Se fut à mon tour de me raidir. Etais-je devenue le monstre que j'avais tant tenté de fuir ? Jamais je ne l'aurais accepté. Jamais, sachant que ma raison de survivre était celle que j'avais faillis tuer. Un flot d'émotions contradictoires m'envahirent et en seulement une seconde, j'étais perchée à sa fenêtre, prête à m'élancer dans le vide pour la fuir. Puis un flot d'odeurs m'arrivèrent au visage, un flot d'odeurs d'humains.
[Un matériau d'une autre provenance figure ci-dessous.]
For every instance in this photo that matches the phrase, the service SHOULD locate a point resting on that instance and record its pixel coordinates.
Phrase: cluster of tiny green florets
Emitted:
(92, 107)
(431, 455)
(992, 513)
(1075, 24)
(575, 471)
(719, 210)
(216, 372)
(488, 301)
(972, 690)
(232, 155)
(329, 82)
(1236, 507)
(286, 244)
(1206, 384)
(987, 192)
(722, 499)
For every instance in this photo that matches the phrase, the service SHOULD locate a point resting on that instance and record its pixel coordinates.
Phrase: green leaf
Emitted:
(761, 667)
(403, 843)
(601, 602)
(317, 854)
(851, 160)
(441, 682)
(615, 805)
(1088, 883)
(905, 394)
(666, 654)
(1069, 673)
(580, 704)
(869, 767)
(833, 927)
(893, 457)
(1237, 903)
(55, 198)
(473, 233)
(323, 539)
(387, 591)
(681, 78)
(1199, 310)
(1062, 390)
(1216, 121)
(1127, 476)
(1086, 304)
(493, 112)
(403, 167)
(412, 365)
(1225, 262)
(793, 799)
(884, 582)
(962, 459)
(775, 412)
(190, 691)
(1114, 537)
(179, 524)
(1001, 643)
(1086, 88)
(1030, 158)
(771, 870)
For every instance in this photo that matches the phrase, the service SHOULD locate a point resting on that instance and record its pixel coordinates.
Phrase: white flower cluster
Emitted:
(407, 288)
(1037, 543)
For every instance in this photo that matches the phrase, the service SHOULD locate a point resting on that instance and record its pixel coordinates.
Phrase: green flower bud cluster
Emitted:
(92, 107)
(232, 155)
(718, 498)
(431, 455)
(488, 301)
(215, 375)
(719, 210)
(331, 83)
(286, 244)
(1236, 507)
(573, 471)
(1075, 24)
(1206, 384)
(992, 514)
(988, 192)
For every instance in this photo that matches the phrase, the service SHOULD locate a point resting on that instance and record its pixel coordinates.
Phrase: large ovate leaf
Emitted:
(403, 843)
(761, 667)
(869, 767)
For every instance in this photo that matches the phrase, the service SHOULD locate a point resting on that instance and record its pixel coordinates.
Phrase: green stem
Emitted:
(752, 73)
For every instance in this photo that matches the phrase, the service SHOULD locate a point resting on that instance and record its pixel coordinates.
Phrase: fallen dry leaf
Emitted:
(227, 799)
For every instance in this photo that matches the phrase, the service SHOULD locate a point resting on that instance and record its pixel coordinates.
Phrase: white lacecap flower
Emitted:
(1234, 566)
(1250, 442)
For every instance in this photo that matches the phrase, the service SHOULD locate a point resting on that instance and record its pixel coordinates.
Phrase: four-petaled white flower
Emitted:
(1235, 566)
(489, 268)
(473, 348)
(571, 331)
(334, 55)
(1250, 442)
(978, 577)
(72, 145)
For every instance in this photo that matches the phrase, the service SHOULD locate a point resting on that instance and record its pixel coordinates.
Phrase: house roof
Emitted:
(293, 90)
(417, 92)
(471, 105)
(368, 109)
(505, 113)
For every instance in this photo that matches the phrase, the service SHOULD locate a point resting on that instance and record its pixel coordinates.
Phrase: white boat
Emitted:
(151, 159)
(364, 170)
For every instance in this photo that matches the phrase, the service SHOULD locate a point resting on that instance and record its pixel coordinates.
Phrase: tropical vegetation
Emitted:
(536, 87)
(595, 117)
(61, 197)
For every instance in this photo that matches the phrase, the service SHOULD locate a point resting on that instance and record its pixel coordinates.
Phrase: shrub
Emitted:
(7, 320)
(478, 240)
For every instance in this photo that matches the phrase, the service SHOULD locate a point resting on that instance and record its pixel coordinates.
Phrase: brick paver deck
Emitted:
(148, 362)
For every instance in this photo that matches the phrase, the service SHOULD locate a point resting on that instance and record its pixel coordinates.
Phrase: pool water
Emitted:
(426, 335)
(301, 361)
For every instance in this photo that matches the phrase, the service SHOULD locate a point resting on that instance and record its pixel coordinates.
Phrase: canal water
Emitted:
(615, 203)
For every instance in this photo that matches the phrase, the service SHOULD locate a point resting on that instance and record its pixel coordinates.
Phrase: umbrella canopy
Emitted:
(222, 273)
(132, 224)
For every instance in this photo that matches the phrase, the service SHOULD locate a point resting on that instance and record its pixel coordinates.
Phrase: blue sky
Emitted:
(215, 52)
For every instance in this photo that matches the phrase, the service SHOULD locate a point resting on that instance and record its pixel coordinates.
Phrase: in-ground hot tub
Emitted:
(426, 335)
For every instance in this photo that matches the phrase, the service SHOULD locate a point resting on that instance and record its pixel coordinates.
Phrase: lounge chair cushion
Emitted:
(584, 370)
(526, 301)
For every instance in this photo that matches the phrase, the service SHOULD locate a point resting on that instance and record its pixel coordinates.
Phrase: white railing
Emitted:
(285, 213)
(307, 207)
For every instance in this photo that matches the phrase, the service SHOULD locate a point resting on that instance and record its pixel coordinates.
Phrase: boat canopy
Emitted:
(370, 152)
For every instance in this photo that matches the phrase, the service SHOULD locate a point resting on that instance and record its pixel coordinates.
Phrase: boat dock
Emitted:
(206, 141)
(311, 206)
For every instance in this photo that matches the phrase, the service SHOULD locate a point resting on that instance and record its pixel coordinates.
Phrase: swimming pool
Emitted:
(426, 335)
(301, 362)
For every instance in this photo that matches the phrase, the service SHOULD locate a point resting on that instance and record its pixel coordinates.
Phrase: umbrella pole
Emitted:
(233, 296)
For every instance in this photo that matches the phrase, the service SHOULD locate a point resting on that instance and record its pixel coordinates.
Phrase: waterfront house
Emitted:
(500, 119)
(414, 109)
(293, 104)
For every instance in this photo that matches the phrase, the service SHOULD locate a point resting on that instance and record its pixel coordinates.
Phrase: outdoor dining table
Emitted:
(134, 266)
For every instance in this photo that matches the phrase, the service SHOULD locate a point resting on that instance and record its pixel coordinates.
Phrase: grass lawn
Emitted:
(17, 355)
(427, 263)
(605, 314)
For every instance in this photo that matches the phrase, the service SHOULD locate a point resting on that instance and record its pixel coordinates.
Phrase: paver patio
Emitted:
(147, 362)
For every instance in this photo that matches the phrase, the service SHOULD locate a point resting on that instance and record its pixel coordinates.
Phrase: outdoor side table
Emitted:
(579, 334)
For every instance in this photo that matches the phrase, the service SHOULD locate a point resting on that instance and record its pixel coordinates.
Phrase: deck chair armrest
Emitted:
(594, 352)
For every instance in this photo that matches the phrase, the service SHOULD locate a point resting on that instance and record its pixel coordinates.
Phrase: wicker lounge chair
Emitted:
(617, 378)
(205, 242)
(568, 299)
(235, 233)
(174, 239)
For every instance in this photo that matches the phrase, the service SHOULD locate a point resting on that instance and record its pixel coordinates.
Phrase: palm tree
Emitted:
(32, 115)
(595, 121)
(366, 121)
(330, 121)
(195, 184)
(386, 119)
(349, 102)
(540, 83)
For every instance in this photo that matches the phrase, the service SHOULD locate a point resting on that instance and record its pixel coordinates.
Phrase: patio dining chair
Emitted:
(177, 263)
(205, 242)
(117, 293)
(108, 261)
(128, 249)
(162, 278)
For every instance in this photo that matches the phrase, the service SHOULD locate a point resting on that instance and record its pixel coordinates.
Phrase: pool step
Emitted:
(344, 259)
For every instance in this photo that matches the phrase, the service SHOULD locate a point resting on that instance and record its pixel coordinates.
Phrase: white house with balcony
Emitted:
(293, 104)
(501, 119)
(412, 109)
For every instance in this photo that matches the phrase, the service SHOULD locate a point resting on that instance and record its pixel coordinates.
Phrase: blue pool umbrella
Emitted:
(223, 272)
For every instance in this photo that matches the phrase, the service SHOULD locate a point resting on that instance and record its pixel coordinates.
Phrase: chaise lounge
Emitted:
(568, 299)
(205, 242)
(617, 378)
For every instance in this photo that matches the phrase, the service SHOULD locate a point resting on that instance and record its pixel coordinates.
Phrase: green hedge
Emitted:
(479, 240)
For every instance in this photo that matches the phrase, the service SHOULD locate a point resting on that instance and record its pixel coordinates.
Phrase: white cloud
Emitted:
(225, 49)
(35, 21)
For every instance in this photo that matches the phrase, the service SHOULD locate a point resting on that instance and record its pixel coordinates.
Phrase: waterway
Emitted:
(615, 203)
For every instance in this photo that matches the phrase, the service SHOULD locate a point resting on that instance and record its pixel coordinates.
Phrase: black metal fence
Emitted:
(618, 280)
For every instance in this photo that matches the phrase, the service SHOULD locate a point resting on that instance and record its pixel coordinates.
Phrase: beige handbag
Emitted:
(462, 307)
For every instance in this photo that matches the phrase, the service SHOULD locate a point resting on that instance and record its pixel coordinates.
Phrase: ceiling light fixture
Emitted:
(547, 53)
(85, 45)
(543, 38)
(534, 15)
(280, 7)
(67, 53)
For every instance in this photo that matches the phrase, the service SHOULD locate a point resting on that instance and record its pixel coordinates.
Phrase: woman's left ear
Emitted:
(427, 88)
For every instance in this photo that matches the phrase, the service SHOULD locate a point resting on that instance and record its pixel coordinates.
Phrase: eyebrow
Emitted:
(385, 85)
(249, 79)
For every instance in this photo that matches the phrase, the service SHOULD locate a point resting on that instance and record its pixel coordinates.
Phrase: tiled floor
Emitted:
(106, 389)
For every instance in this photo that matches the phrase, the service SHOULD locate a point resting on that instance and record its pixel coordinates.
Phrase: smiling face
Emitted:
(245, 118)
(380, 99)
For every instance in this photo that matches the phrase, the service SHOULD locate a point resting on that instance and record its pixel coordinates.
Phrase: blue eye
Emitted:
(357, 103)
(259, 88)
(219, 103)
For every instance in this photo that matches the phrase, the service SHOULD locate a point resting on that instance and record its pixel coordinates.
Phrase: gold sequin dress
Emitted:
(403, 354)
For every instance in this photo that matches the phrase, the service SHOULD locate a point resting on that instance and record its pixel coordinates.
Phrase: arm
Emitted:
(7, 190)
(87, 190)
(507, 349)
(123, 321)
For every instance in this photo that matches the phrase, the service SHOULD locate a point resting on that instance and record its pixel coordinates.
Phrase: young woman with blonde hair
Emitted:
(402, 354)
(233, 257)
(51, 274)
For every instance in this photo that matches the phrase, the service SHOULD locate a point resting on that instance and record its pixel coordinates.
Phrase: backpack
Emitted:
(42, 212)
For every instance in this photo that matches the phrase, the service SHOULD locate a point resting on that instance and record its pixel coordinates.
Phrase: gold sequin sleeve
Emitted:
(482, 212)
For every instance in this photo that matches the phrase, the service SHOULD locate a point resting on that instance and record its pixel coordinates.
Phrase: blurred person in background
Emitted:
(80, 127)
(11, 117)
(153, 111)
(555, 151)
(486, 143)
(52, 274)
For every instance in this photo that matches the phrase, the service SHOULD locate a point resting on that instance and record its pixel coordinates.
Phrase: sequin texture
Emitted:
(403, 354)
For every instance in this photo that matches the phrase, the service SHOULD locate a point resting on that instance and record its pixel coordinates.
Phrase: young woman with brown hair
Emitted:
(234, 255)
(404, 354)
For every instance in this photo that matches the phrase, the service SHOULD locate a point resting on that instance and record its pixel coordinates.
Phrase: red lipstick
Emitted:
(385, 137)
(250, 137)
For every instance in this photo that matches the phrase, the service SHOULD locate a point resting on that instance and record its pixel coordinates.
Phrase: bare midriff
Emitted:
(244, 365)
Mon visage esquissa un immense sourire et mes yeux perdirent de leur éclat doré. Ils devinrent plus ternes, plus assoiffés. J'entendis des pas derrière moi et je ne pu m'empêcher de me retourner brusquement. J'avais une position animale accroupie sur les rambardes de la fenêtre qui arrivait étrangement à ne pas se déformer bien que mes mains y étaient agrippées. Milia me fixait, sûrement apeurée, ma grande-sœur.

Mes muscles durcis se raidirent et en quelques secondes, je m'étais retrouvée, assise dans un coin sombre de la cuisine, me balançant avec frénésie tandis que mes bras étaient enroulés autour de mes genoux et mon visage caché.

J'étais effrayée, effrayée à l'idée de lui faire du mal. Et j'avais soif, il fallait que je retourne dans la forêt, il le fallait, tout de suite, maintenant. Je ne sais plus, que voulais-je faire à l'instant? Tuer Milia? Tuer un passant? Non, non, non....

Tandis que je me balançais d'avant en arrière, des larmes coulèrent sur mes joues blanches, mais je n'y fis pas attention. Je m'étais mise à chanter légèrement, pour me calmer, puis je songeai au faites que cela pouvait endormir Milia et j'y pris fin. Je mis fin à tout ce qu'il y avait dans ma tête, laissant place à un immense vide qui aurait pu me calmer, du moins, c'est ce que j'avais espéré.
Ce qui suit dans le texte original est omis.